At that stage, the entire team concluded that housing was a universal need. The next step planned was to let the disadvantaged young people’s voices be heard. Dr. Cannuscio encouraged the team members to take photographs of what meant “home” to them. In the process, the researchers collected plenty of great visual materials and engaging stories to tell. For instance, one female member who was pregnant at the time shared how her boyfriend’s Vietnamese grandmother took care of her despite the language barrier. There were many conversations on the definition of personal space. The project participants said that they were trying to make “sanctuaries” in their homes, i.e. make a cherished space for themselves. Many admitted that they felt immense pressure to escape their lifestyle and make positive changes.
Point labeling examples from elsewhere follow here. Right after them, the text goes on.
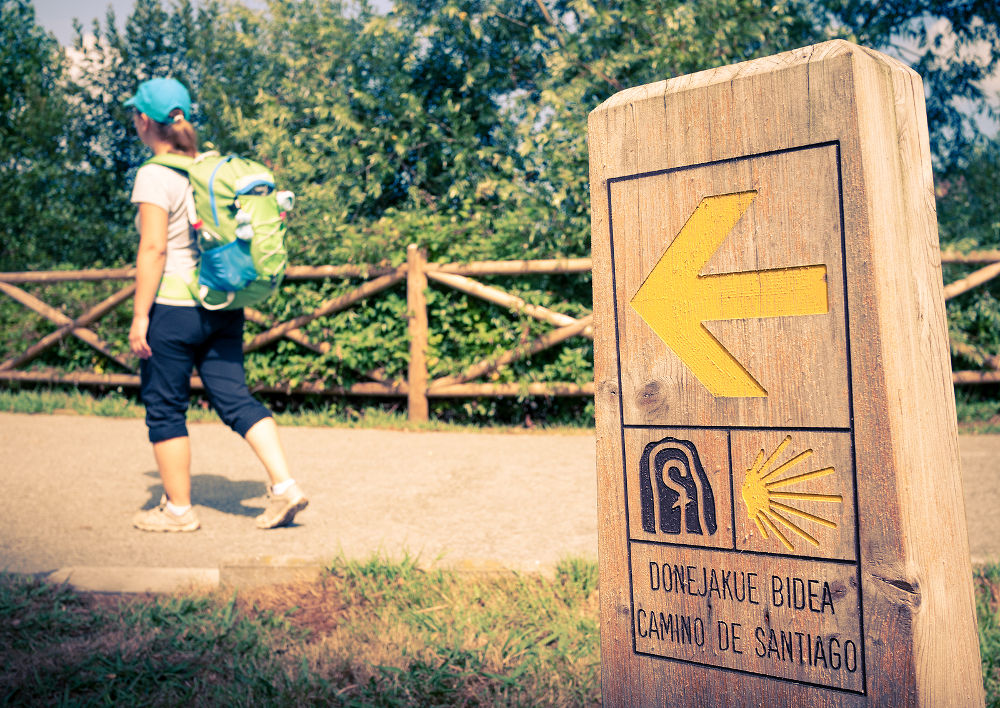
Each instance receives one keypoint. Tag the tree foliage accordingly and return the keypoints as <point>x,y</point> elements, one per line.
<point>456,124</point>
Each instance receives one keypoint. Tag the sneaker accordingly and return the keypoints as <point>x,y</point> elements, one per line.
<point>282,508</point>
<point>159,519</point>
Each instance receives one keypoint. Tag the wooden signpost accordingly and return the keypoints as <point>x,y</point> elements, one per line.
<point>781,517</point>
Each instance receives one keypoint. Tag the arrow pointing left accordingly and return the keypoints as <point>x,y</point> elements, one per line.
<point>675,300</point>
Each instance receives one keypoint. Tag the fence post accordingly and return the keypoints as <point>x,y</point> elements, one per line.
<point>416,316</point>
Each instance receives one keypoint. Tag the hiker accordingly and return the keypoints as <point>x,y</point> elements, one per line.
<point>173,334</point>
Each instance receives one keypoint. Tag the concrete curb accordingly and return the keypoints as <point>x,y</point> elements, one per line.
<point>135,580</point>
<point>240,572</point>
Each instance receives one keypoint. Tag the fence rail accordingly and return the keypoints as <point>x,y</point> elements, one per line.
<point>417,272</point>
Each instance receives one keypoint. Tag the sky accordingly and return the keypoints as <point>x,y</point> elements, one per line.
<point>57,15</point>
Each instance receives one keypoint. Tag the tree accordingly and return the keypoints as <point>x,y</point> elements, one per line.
<point>953,44</point>
<point>31,127</point>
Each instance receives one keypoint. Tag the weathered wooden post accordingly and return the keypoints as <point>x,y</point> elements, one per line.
<point>416,305</point>
<point>781,519</point>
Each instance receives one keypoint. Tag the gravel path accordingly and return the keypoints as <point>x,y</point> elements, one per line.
<point>522,501</point>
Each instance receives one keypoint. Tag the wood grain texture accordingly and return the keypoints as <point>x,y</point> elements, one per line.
<point>837,494</point>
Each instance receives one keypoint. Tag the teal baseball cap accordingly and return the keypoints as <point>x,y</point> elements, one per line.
<point>158,97</point>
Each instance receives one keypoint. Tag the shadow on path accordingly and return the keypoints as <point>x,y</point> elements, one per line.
<point>217,492</point>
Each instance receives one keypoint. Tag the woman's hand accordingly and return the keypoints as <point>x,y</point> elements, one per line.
<point>137,337</point>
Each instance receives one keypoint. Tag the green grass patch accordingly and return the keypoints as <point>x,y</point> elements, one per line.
<point>378,632</point>
<point>987,578</point>
<point>375,632</point>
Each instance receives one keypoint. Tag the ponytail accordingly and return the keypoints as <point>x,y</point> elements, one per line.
<point>180,134</point>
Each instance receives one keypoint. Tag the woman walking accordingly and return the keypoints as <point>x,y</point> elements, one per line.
<point>173,335</point>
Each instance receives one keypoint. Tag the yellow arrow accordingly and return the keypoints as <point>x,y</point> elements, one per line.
<point>674,300</point>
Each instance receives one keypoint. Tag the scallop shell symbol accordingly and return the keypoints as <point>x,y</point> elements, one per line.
<point>765,494</point>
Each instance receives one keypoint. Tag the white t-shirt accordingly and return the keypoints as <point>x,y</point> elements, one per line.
<point>168,189</point>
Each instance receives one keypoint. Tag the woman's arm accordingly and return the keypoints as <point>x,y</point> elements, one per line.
<point>149,270</point>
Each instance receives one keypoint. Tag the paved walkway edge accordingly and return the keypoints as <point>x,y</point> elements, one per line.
<point>241,573</point>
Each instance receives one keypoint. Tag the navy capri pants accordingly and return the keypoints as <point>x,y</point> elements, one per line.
<point>182,338</point>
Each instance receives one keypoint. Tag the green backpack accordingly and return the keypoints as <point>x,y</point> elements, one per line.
<point>239,221</point>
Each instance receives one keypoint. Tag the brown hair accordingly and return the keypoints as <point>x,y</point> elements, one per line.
<point>180,134</point>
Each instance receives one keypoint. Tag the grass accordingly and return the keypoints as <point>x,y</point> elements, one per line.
<point>987,579</point>
<point>367,633</point>
<point>329,414</point>
<point>372,633</point>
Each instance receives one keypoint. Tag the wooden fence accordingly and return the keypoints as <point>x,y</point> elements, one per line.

Then came the next stage during which the project team did some work in the neighborhood. The area was located in Philadelphia and was infamous for high crime rates, violence, and drug use. It came as no surprise that the living conditions there were mostly subpar. The youth tried to bring some creative spirit to the neighborhood. For instance, they turned an abandoned house into an art object, therefore, granting it a second life. The project did not end there: the art installation as a means for attracting attention to that part of the city. Community residents received much-needed help, be it referrals to social or health services.

Overall, Dr. Cannuscio finds the project to be successfully realized. As she states, it met the foreplanned goals: it emphasized the issue of housing insecurity. However, what is more important, the project allowed young people to feel like protagonists in their own lives. They executed self-agency and showed initiative in opening a dialogue with civic leaders and policy-makers. Apart from that, team members learned how to channel their thoughts and feelings into art objects, which is an excellent way to communicate with the world and find an emotional outlet in healthy behavior.

References

National Commission for Health Education Credentialing, Inc. (2015). Responsibilities & competencies for health education specialists. Web.

U.S. Department of Health and Human Services (2016). Healthy people 2020: Leading health indicators. Web.